Feinberg School of Medicine
2006 Investigator-Initiated Research Grant
Two characteristic features of Alzheimer pathology are amyloid plaques and neurofibrillary tangles. Amyloid plaques exist outside of nerve cells and consist primarily of beta-amyloid protein fragments. Neurofibrillary tangles exist within nerve cells and consist of tangles of the protein tau. Amyloid plaques and neurofibrillary tangles were once considered unrelated, but recent studies have shown complex connections between these features.
Vincent Cryns, M.D., and colleagues found that when neurons were exposed to beta-amyloid, a class of proteins called caspases was activated. These caspases then cut the tau proteins into a form that enables them to assemble into neurofibrillary tangles.
Although these findings were intriguing, they left several unanswered questions that the researchers will now address. For example, previous research was conducted using cultured nerve cells, so it is still unknown whether amyloid activation of caspases and the subsequent cutting of tau occurs in the brains of living animals. A second important question is whether this process leads to, or contributes to, the eventual death of nerve cells.
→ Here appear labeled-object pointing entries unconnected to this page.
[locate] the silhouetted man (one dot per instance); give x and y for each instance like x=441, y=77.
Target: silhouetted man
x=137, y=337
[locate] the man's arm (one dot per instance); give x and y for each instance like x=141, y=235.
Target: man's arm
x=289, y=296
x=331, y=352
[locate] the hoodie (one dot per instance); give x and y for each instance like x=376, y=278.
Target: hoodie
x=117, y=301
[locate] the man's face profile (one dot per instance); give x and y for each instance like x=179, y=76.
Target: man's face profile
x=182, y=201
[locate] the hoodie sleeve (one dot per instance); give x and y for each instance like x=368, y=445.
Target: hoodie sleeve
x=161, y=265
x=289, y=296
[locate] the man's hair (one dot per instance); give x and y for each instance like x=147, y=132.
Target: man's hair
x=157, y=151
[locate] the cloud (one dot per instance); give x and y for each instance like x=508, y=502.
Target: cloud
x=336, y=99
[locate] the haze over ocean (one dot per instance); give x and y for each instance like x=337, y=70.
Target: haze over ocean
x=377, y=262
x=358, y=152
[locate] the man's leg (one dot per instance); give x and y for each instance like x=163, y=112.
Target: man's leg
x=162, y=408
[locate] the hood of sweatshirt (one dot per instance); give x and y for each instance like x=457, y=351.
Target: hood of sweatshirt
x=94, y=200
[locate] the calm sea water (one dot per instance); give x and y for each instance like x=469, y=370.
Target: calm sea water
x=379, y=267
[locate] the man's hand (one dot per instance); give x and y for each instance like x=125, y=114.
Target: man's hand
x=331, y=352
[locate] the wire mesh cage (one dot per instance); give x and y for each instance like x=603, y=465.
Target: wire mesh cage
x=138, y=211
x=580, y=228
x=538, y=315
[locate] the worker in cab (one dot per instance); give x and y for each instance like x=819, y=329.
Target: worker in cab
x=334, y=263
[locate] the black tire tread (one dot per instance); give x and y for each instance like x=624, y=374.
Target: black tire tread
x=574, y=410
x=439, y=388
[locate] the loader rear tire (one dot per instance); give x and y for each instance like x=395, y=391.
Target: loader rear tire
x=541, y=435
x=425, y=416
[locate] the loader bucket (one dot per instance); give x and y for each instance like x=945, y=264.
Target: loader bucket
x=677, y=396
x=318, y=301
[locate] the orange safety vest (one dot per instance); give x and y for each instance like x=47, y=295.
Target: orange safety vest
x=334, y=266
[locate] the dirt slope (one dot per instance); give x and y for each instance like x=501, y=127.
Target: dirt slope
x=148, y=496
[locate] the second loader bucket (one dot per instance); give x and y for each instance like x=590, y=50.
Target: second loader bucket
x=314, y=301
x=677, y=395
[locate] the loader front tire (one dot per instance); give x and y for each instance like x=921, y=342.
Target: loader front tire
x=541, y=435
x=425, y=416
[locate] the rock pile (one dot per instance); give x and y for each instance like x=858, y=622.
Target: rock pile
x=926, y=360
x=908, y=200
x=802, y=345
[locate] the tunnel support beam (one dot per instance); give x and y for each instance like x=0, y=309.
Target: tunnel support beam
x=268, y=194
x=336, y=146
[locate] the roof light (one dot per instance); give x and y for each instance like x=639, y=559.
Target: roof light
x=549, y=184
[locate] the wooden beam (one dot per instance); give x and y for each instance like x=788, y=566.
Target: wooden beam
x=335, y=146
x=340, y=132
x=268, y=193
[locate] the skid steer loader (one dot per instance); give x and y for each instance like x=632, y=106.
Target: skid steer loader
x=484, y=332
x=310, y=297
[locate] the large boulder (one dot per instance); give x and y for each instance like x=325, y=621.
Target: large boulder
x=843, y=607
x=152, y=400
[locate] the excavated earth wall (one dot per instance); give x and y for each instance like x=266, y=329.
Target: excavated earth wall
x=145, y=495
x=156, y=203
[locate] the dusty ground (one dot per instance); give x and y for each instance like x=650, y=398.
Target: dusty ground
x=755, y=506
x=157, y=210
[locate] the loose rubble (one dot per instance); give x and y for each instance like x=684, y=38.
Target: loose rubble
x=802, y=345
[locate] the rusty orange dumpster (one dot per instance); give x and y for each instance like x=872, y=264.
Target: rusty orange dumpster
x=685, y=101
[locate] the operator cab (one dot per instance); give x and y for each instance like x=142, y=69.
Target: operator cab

These questions will be addressed by using a combination of techniques in cultured cells and animal models. The researchers will cause nerve cells to express tau that is either resistant to the cutting action of caspases or that is already cut at the same location. They will then observe how these changes affect the nerve cells. Findings from this study may shed light on the complex interplay between the pathological features of Alzheimer's disease.